Can you believe that 6 of our 8 City Representatives voted against citizen oversight of bond expenditures?
From Adam Powell at ElPasoTimes.com:
The El Paso City Council rejected a plan to make bond oversight a permanent fixture at City Hall.
On Tuesday, April 1, the City Council voted 6-2 to kill a motion from city Reps. Lily Limón and Chris Canales to extend the life of the Bond Overview Advisory Committee. Only Limón and Canales voted in favor.
The six-member Bond Overview Advisory Committee, or BOAC, was established in 2012 as a way to track progress and lend transparency to the execution of the projects approved in the 2012 Quality of Life bond.
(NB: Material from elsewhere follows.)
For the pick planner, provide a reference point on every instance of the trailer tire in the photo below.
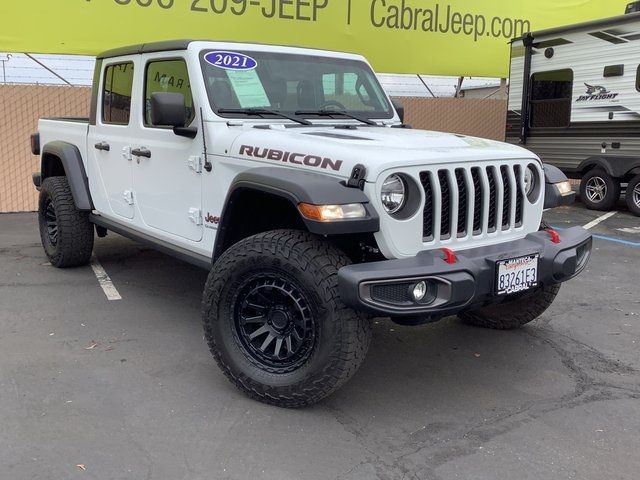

The committee is set to expire in 2028.
What’s that all about?
Six members of City Council don’t want their constituents to know how the City is spending their tax dollars.
For the record, the “Representatives” voting against transparency are District 1 Representative Alejandra Chavez, District 2 Representative Josh Acevedo, District 3 Representative Deanna Maldonado-Rocha, District 4 Representative Cynthia Boyar Trejo, District 5 Representative Ivan Niño, and District 6 Representative Art Fierro. Except for Representative Fierro, all the other Representatives who voted against extending the remit of the Bond Overview Advisory Committee have only served on City Council for three months.
Obviously, they’re getting bad advice.
The two Representatives who backed extending the BOAC, District 7 Representative Lily Limón and District 8 Representative Chris Canales, have both worked for the City the longest. They are less susceptible to the machinations of the bureaucracy, and I have to believe that bureaucracy was machinating.
City Rep. Art Fierro was among those who expressed concern that a permanent BOAC might slow progress on work on Pebble Hills Drive, especially given that the committee, along with many other city committees and boards, struggles to attract a quorum.
How could a committee that can’t reach a quorum delay a construction project? BOAC approval isn’t a requirement.
The single word that the City fears the most is Oversight.